I found the moment in the story where your dad recounts the story of your mother’s broken collarbone profoundly moving; it shook me. How do you see this working in terms of the form/structure of the story? Does it shed light on events/characters? Or serve as a climax or key point in the narrative arc? I wonder if it’s difficult to take something that must have such import in a personal sense and discuss it in terms of its function/role/job in a piece of writing?

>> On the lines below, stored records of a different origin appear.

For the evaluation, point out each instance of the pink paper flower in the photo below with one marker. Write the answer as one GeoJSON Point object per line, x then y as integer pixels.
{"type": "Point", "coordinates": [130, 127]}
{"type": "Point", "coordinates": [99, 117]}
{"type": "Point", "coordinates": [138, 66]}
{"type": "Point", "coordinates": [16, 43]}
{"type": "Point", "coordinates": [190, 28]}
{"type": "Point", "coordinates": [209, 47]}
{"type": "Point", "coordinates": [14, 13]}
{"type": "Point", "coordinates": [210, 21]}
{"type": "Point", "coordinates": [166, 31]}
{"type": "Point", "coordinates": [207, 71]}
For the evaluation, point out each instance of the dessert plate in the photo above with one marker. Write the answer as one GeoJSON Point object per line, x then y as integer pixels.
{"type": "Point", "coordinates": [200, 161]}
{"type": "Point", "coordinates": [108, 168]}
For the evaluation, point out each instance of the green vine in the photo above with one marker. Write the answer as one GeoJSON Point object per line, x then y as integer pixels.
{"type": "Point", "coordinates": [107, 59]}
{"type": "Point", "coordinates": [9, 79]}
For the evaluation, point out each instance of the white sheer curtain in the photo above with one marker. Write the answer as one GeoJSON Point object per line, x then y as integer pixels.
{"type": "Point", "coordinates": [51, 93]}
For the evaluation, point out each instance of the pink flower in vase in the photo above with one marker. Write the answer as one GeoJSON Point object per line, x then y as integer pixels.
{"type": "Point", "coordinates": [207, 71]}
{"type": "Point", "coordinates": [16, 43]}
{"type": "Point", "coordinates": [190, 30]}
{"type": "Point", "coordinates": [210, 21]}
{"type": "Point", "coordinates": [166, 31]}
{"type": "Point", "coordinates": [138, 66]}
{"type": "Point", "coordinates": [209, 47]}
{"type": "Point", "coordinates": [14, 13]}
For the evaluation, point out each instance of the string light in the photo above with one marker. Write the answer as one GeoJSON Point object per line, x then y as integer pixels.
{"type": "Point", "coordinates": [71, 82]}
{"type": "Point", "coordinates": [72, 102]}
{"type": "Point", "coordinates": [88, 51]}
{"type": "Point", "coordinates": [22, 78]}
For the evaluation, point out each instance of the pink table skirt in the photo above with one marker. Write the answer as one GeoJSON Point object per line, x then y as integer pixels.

The best writing, for me, anyway, is the most revealing and painful, but it’s valuable because it does the most to connect and soothe and show that things are bearable, that things are workable. I was shaken by my dad’s story, too — staggered, actually — but it opened up whole new possibilities for a far richer, more complex understanding of both of my parents, and I think that a clear-eyed, bigger, more complete image of your parents is one of the things you need before you can get on with the serious business of being an adult yourself. It’s how you grow up, or part of it. My thinking about my parents was based on outdated maps that I was trying to follow anyway; new information, no matter how shocking or upsetting, meant I could update my maps. All of that walking and freedom in Shikoku had freed up some space and I had room to absorb more truth. You clear out some of the tedious old grinding bullshit in your brain and you have space for greater, more sympathetic understanding. You can take it in. You can take it. So I thought that showing my dad telling me this story — which was clearly very, very painful for him, he’s not a violent guy at all and the whole incident was an aberration, a terrible aberration — and me being able to handle it, or actually both of us being able to handle it, would not only be the honest thing to do, it would underscore what the whole pilgrimage turned out to be about, for us: strengthened connection thanks to increased clarity. We’d stripped all kinds of tiresome bullshit from our lives and that made real connection possible, which was why I’d proposed going on the pilgrimage in the first place. So I thought it was worth mentioning.